Historisch akkoord G7-landen over vennootschapsbelasting
Daarmee krijgen Europese landen meer rechten om bijvoorbeeld Amerikaanse techondernemingen als Facebook en Amazon te belasten. Het akkoord legt ook een bodem onder de vennootschapsbelasting wereldwijd.
De ministers van Financiën van het Verenigd Koninkrijk, Frankrijk, Italië, Japan, Canada, Duitsland en de Verenigde Staten kwamen in Londen bijeen om te praten over het plan van het Witte Huis voor een internationaal minimumtarief. De overeenkomst maakt een einde aan de trans-Atlantische spanningen die jarenlang de onderhandelingen tussen zo'n 140 landen, over het bijwerken van eeuwenoude belastingregels, ondermijnden.
Doel van het akkoord is om te voorkomen dat grote ondernemingen met winsten gaan schuiven om belastingheffingen te voorkomen, bijvoorbeeld via brievenbusfirma's. De bedrijven moeten namelijk meer belasting betalen in de landen waar ze actief zijn.
"Ik ben zeer verheugd te kunnen aankondigen dat de ministers van Financiën van de G7 vandaag na jarenlange besprekingen een historische overeenkomst hebben bereikt om het mondiale belastingstelsel te hervormen", zei de Britse minister van Financiën Rishi Sunak in een toelichting. Met de hervorming wordt het stelsel geschikt gemaakt voor het wereldwijde digitale tijdperk. Hij noemde het akkoord ook van cruciaal belang om ervoor te zorgen dat ‘de juiste bedrijven de juiste belasting op de juiste plaats betalen’.

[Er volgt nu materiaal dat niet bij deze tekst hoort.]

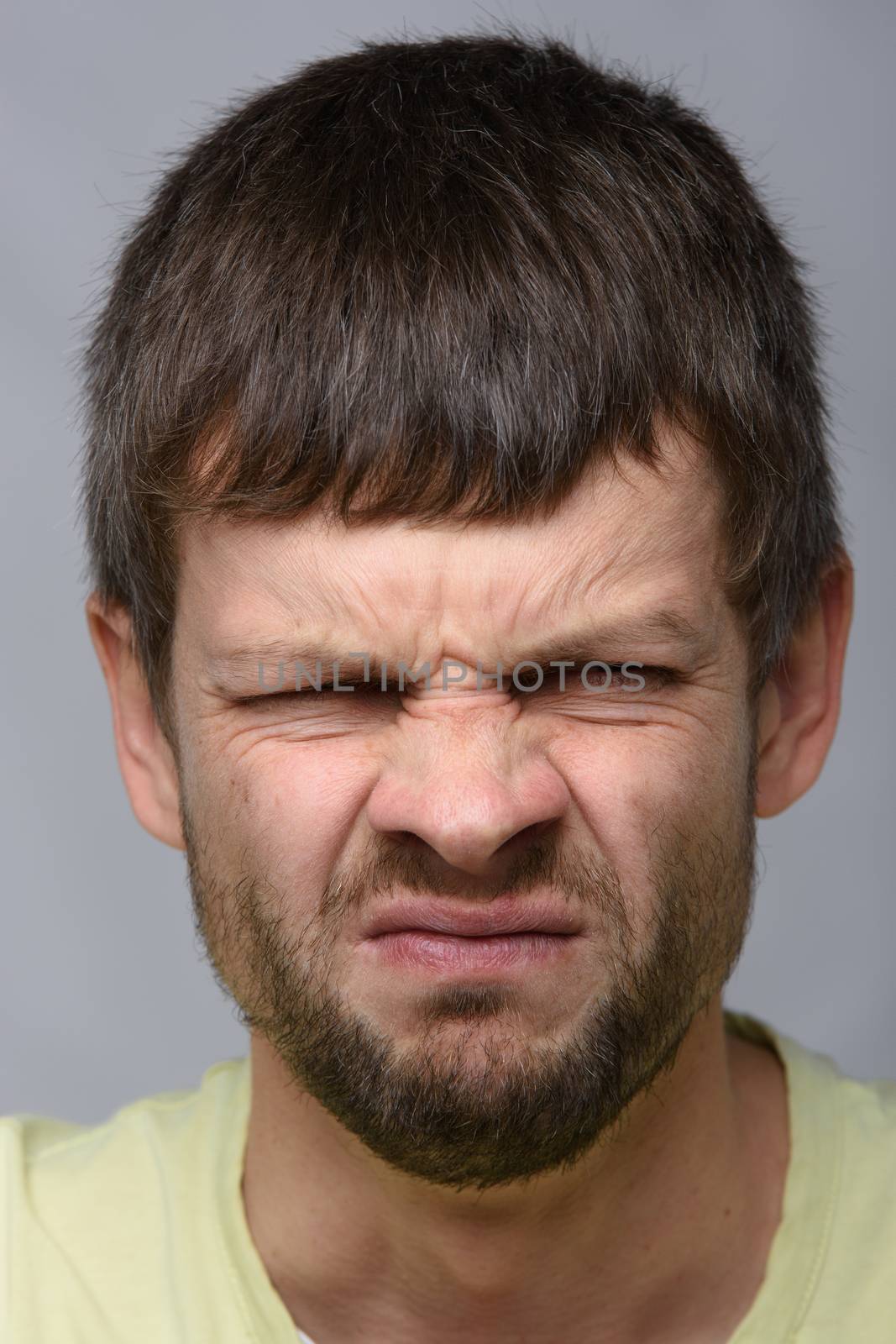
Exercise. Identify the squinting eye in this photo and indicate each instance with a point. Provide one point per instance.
(624, 676)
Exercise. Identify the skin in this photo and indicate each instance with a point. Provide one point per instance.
(661, 1229)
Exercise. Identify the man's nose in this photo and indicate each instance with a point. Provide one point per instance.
(476, 817)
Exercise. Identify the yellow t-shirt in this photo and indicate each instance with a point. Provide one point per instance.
(134, 1231)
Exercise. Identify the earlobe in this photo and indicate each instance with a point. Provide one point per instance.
(145, 759)
(799, 705)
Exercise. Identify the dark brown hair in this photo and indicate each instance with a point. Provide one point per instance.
(438, 279)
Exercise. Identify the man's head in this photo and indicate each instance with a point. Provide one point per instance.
(464, 351)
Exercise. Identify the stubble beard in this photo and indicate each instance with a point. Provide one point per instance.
(477, 1105)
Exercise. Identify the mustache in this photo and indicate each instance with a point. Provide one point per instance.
(577, 875)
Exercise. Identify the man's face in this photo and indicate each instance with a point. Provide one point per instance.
(620, 819)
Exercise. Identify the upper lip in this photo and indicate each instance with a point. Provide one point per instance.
(497, 917)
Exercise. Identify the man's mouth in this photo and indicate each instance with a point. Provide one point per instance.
(441, 934)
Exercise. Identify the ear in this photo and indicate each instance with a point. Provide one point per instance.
(799, 705)
(145, 759)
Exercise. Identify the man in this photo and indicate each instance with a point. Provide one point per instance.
(468, 577)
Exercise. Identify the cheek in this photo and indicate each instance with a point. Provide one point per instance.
(284, 811)
(638, 786)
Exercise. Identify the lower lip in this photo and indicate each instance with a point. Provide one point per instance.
(454, 952)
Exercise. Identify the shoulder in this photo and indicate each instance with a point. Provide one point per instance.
(82, 1205)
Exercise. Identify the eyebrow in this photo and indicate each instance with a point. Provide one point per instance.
(578, 645)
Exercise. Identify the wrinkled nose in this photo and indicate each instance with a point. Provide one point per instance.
(476, 820)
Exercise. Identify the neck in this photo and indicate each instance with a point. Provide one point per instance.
(663, 1233)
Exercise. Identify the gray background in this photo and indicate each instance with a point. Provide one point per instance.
(103, 995)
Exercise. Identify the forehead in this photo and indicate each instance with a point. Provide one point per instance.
(629, 535)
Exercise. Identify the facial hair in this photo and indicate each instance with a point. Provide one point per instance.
(526, 1108)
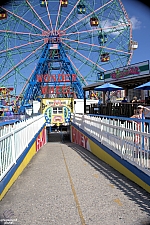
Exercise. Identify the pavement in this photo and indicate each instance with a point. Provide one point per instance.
(65, 184)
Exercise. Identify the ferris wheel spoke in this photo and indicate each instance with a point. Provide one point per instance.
(89, 60)
(20, 46)
(27, 1)
(85, 82)
(23, 60)
(58, 14)
(88, 15)
(97, 46)
(20, 33)
(69, 14)
(26, 83)
(22, 19)
(109, 28)
(48, 13)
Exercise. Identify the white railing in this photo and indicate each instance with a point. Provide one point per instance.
(14, 138)
(129, 138)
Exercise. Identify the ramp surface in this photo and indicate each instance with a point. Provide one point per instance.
(65, 184)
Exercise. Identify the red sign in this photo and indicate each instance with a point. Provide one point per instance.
(41, 139)
(79, 138)
(125, 72)
(56, 78)
(56, 90)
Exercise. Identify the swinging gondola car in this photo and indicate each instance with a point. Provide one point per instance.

Volgens zijn Amerikaanse collega Janet Yellen kan de wereldwijde minimumbelasting een einde maken aan "de race naar beneden" op het gebied van vennootschapsbelasting. Ook zal het akkoord volgens haar zorgen voor rechtvaardigheid voor de middenklasse en de werkende mensen in de VS en wereldwijd.

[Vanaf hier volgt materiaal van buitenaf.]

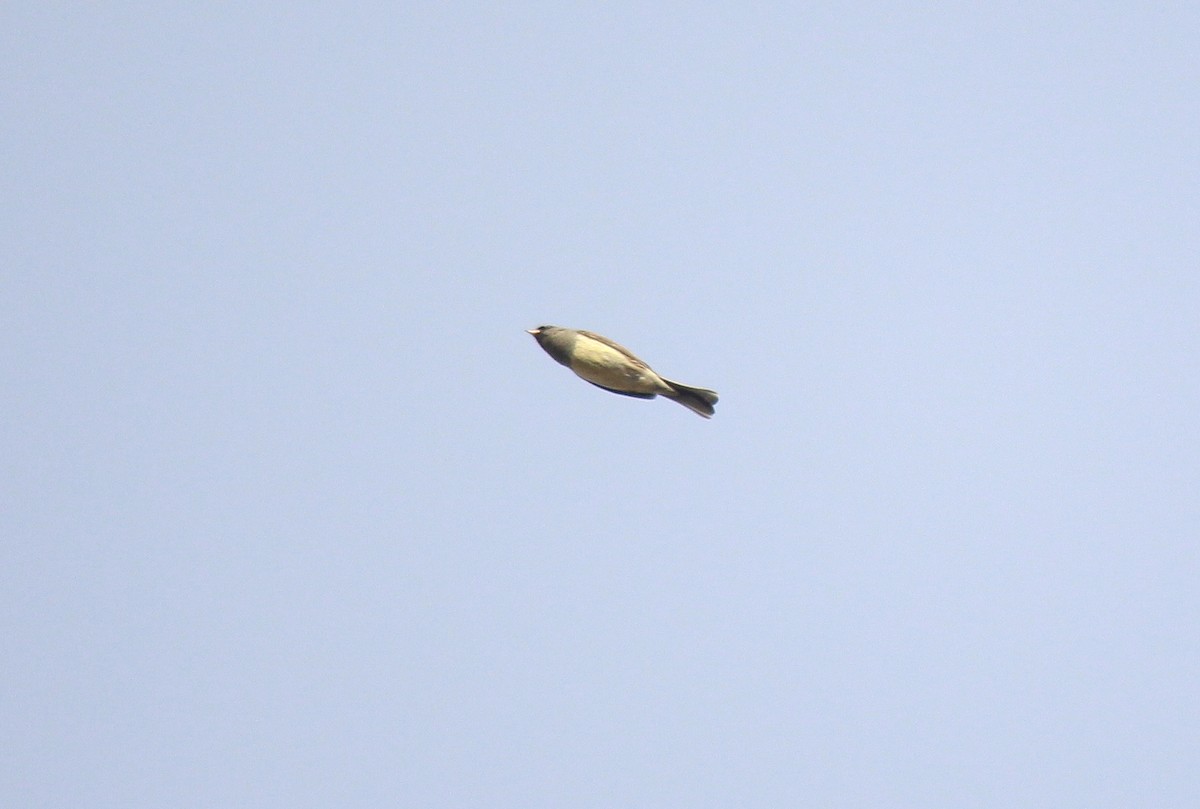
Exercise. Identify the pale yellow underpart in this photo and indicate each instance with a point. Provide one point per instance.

De Franse minister van Financiën Bruno Le Maire zei dat het plan ook betrekking heeft op digitale belasting en zorgt voor een minimumtarief van ten minste 15 procent. De G7-landen zullen proberen de steun van de G-20 te krijgen, te beginnen met een bijeenkomst volgende maand in Venetië.
De komende weken moet nog wel over veel technische details worden beslist, signaleerde de G7 eerder al. Op vrijdag werd al een doorbraak bereikt over de vraag hoe de opbrengst van het belasten van techbedrijven moet worden verdeeld.

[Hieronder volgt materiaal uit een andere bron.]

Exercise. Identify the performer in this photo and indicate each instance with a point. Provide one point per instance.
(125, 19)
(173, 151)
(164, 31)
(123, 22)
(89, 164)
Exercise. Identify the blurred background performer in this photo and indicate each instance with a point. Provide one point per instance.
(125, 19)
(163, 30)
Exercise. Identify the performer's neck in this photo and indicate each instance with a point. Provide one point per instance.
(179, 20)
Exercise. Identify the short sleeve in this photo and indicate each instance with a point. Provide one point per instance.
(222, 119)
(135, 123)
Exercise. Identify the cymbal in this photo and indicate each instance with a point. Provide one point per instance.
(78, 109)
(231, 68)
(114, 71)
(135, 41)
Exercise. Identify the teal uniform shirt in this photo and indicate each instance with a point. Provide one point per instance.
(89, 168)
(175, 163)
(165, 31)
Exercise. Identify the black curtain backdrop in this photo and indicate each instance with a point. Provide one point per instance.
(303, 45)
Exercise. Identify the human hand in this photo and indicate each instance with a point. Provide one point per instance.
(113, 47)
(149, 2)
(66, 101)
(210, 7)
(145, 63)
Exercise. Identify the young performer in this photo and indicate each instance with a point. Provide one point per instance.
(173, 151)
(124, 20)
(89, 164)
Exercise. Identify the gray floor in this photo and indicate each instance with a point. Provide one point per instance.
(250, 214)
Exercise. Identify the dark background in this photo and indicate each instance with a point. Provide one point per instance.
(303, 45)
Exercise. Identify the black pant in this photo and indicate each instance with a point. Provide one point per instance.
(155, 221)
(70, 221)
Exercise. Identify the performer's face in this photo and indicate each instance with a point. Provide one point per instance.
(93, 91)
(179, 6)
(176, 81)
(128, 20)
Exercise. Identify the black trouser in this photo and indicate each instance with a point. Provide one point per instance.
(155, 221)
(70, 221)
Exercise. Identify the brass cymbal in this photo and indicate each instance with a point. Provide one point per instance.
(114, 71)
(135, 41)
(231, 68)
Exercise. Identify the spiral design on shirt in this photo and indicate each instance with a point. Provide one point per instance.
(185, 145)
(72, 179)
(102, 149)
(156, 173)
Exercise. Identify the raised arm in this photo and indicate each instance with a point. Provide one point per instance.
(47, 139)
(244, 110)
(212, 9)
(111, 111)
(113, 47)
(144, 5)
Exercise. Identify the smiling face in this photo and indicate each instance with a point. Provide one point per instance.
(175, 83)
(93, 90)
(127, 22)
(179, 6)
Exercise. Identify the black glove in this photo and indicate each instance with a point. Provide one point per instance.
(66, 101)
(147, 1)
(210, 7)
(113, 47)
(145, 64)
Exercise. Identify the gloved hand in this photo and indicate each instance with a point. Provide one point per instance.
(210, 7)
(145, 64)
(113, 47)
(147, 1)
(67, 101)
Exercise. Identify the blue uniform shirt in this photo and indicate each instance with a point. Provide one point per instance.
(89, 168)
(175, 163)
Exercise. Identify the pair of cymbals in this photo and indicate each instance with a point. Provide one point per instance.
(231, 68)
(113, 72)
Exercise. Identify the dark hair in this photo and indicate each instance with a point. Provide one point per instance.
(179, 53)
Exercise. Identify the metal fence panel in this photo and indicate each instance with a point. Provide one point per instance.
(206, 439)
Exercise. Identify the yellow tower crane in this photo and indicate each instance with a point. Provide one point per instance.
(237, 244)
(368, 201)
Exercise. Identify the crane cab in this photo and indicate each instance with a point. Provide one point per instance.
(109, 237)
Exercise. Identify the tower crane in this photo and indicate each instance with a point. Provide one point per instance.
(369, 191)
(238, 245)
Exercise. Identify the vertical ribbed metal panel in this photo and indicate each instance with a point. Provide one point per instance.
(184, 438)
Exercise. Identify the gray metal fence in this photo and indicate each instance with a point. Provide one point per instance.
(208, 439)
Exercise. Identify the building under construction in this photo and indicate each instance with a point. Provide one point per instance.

De G7 heeft ook ingestemd met het principe van een wereldwijde minimum vennootschapsbelasting voor grote bedrijven van ten minste 15 procent. De maatregelen zullen ook helpen belastingontwijking hard aan te pakken. Dat is tot nu toe altijd lastig gebleken, aangezien de VS in nieuwe regels geen onderscheid wilde maken tussen digitale bedrijven en andere bedrijven. Vanuit Europa klonk echter de wens om techbedrijven expliciet aan te pakken. Een definitief akkoord wordt mogelijk pas dit najaar bereikt, ook omdat sommige landen eerst nationale wetten moeten aannemen.
China wil dat de groep van toonaangevende economieën van de G20 met een praktische aanpak komen voor het vaststellen van een wereldwijd minimum belastingtarief. Daarbij moet volgens het Chinese ministerie van Buitenlandse Zaken gelet moeten worden op wensen en bedenkingen van alle partijen.
China verwacht dat de zorgen die leven bij alle landen van de G20 zullen worden behandeld. China, dat geen lid is van de G7 maar wel van de G20, hanteert momenteel een vennootschapsbelasting van 25 procent. De overeenkomst van de G7-landen zou ook de landen van de G20, die volgende maand bijeenkomen, onder druk kunnen zetten om hetzelfde te doen.